Kuopio Tomography Challenge 2023 open electrical impedance tomographic dataset (KTC 2023)
- 1. University of Eastern Finland
Description
This dataset is primarily designed for the Kuopio Tomography Challenge 2023 (KTC 2023), but it can be used for generic algorithm research and development in 2D Electric Impedance Tomography (EIT) image reconstruction. The purpose of KTC 2023 is to develop algorithms for electric impedance tomography image reconstruction with limited data.
The dataset contains electric impedance tomography data collected from phantoms made up of a cylindrical water chamber with inclusions of varying shapes and sizes present. The data consists of electrical measurements collected using electrodes placed at the chamber boundary, i.e. the values of electric current injected between two electrodes at a time, and the resulting voltages between adjacent electrode pairs. The data has been stored in the MATLAB .mat format.

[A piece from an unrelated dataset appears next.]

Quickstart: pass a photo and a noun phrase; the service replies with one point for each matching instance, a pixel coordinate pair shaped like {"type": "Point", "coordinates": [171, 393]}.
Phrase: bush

The training dataset contains data measured from five training phantoms. These are designed to facilitate algorithm development and benchmarking for the challenge itself. Four of the training phantoms contained inclusions, which were either resistive or conductive in comparison to the water in the imaging chamber. The fifth training phantom was the imaging chamber filled with only water. We encourage subsampling these datasets to create limited datasets and comparing the reconstruction results to the ground truth obtainable from the full electrode data.
The actual challenge data is arranged into seven different difficulty levels, labeled 1-7, with each level containing three different phantoms, labeled A-C. As the difficulty level increases, the number of inclusions increases and their shapes become increasingly complex. Furthermore, the measurement data is made more limited by removing measurements collected by some of the electrodes. At each difficulty level above level 1, the data collected from two of the boundary electrodes is removed.
To illustrate a solution to the KTC2023, we have included a simple example reconstruction algorithm, and a Finite Element Method based forward solver used by the reconstruction algorithm. These are provided as both Matlab and Python codes. The reconstructions were computed using linearized difference imaging, and the resulting (EIT) images were then segmented using Otsu's method.
The competitors do not need to follow the above procedure, and are encouraged to explore various image reconstruction and segmentation techniques.
The full data for all the test phantoms will be released after the Kuopio Tomography Challenge 2023 has ended. This data has now been added to this dataset as EvaluationData.zip.
All measurements were conducted at the Process Tomography Laboratory at the University of Eastern Finland.